Verified against defined RUC data models
Pricing values checked for expected tolerances
Related fields validated for logical consistency
Structural outliers flagged for manual review
Non-conforming records withheld before publication
Distributed Processing & Orchestration
Kowalski operates through coordinated processing services designed for horizontal scaling as monitored sources expand.
Scheduled Crawling
Automated refresh cycles tuned to each provider's update frequency.
Parallel Ingestion
Concurrent processing across multiple providers with isolation guarantees.
Rate Management
Source-aware pacing and intelligent rate limiting to respect external systems.
Fault Isolation
Retry logic and error containment prevent cascading failures across services.
Operational Logging
Full traceability and monitoring across all acquisition and processing stages.
Horizontal Scaling
Architecture supports growth in monitored sources without re-architecture.
Change Detection & Revision Tracking
Kowalski continuously monitors tracked surfaces for meaningful change.
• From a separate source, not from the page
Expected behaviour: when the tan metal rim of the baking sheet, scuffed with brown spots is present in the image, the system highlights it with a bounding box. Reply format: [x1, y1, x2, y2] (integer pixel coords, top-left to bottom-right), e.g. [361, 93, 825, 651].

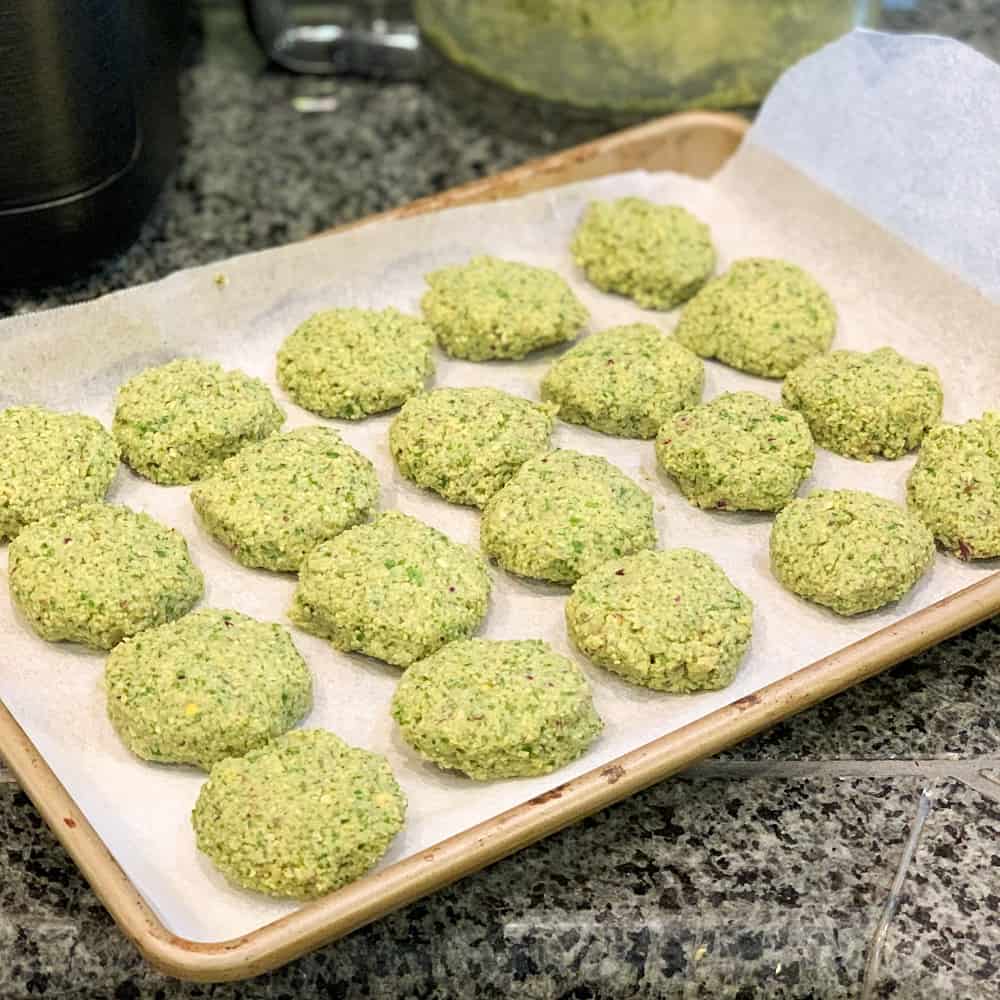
[0, 113, 1000, 982]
Change detection combines content comparison, structural awareness and document version tracking.
Revision history is preserved where available, supporting temporal comparison rather than simple snapshot replacement.
Structured Storage & Data Models
Extracted information is normalised into standardised data models designed specifically for RUC market comparison. Each record retains source provenance and acquisition metadata for auditability.
Cross-Provider Comparison
Standardised schemas enable direct pricing and service comparisons.
Provider Profiles
Comprehensive structured profiles generated from aggregated public data.
Revision History
Temporal tracking enables historical comparison and trend analysis.
Search & Filter
Structured datasets power advanced search and filtering across tools.
API Delivery
Structured data available via API for platform integration where applicable.
Source Provenance
Every record retains full lineage back to its originating public source.
Provenance & Audit Controls
Every published data point can be traced back to its originating public source through end-to-end traceability.
How We Operate
Kowalski is designed to comply with applicable New Zealand legislation. Responsible operation is built into the architecture, not bolted on after the fact.
Public Data Only
The system engages only with publicly accessible commercial information. No authentication, no personal data, no circumvention of access controls.
Respectful Access
Rate limiting, request pacing and automated backoff controls are built into every ingestion workflow. We assess and respect applicable access terms as part of our source approval process.
Facts, Not Content
Kowalski extracts factual commercial data: pricing figures, fee schedules, service parameters. It does not reproduce editorial or copyrighted content.
Data Minimisation
Only information relevant to defined analytical objectives is collected. Minimisation principles are applied throughout the acquisition pipeline.
Source Governance
Every monitored source goes through an internal approval process covering permissible data classes, monitoring frequency and publication review.
Default to Caution
Where any uncertainty exists regarding a source or data class, engagement is withheld until the position is clear. We err on the side of not acting.
The Intelligence Backbone of RUC on Rails
By combining purpose-built extraction logic, validation controls and continuous monitoring within a dedicated RUC-focused architecture, Kowalski converts fragmented public information into reliable, structured market visibility.